A great talker, Crick was invariably the center of attention in any gathering. His booming laugh was forever echoing down the hallways of the Cavendish. As the MRC Unit's resident theoretician, he used to come up with a novel insight at least once a month, and he would explain his latest idea at great length to anyone willing to listen. The morning we met he lit up when he learned that my objective in coming to Cambridge was to learn enough crystallography to have a go at the DNA structure. Soon I was asking Crick's opinion about using Pauling's model-building approach to go directly for the structure. Would we need many more years of diffraction experimentation before modeling would be practicable? To bring us up to speed on the status of DNA structural studies, Crick invited Maurice Wilkins, a friend since the end of the war, up from London for Sunday lunch. Then we could learn what progress Wilkins had made since his talk in Naples (see Plate 11).

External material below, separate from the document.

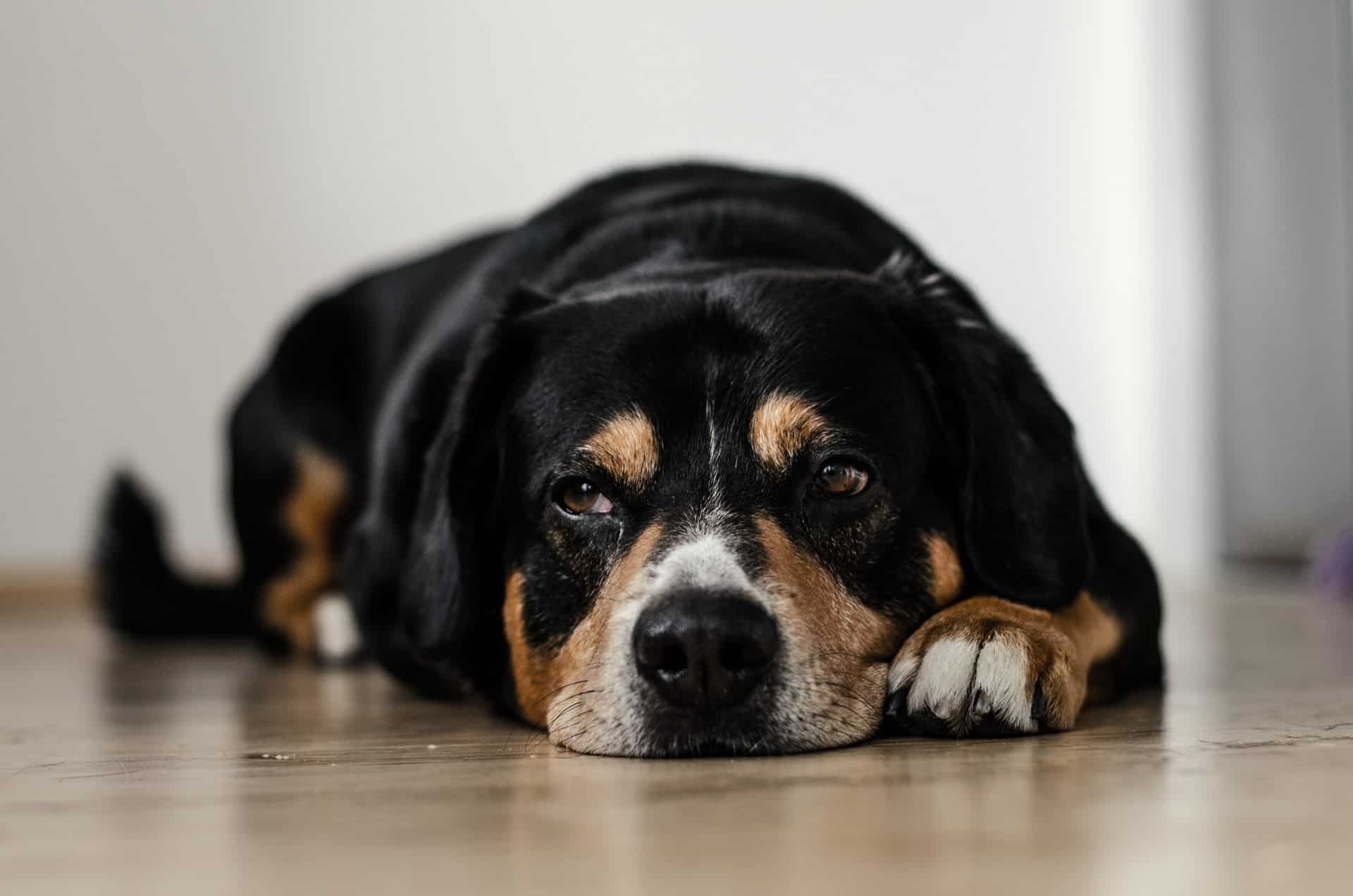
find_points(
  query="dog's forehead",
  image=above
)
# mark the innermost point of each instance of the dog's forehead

Wilkins expressed his belief that DNA's structure was a helix, formed by several chains of linked nucleotides twisted around each other. All that remained to be settled was the number of chains. At the time, Wilkins favored three on the basis of his density measurements of DNA fibers. He was keen to start model-building, but he had run into a roadblock in the form of a new addition to the King's College Biophysics Unit, Rosalind Franklin.

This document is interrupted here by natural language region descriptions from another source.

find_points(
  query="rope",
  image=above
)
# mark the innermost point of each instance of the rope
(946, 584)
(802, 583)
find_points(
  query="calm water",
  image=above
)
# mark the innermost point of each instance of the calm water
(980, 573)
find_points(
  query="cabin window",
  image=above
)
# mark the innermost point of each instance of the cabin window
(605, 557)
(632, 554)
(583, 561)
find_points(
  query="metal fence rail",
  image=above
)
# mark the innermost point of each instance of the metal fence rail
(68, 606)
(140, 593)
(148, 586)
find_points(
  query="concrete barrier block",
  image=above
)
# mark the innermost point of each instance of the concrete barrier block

A thirty-one-year-old Cambridge-trained physical chemist, Franklin was an obsessively professional scientist; for her twenty-ninth birthday all she requested was her own subscription to her field's technical journal, Acta Crystallographica. Logical and precise, she was impatient with those who acted otherwise. And she was given to strong opinions, once describing her Ph.D. thesis adviser, Ronald Nor
rish, a future Nobel Laureate, as "stupid, bigoted, deceitful, ill-mannered and tyrannical." Outside the laboratory, she was a determined and gutsy mountaineer, and, coming from the upper echelons of London society, she belonged to a more rarefied social world than most scientists (see Plate 12). At the end of a hard day at the bench, she would occasionally change out of her lab coat into an elegant evening gown and disappear into the night.
Just back from a four-year X-ray crystallographic investigation of graphite in Paris, Franklin had been assigned to the DNA project while Wilkins was away from King's. Unfortunately, the pair soon proved incompatible. Franklin, direct and data-focused, and Wilkins, retiring and speculative, were destined never to collaborate. Shortly before Wilkins accepted our lunch invitation, the two had had a big blowup in which Franklin had insisted that no model-building could commence before she collected much more extensive diffraction data. Now they effectively didn't communicate, and Wilkins would have no chance to learn of her progress until Franklin presented her lab seminar scheduled for the beginning of November. If we wanted to listen, Crick and I were welcome to go as Wilkins's guests.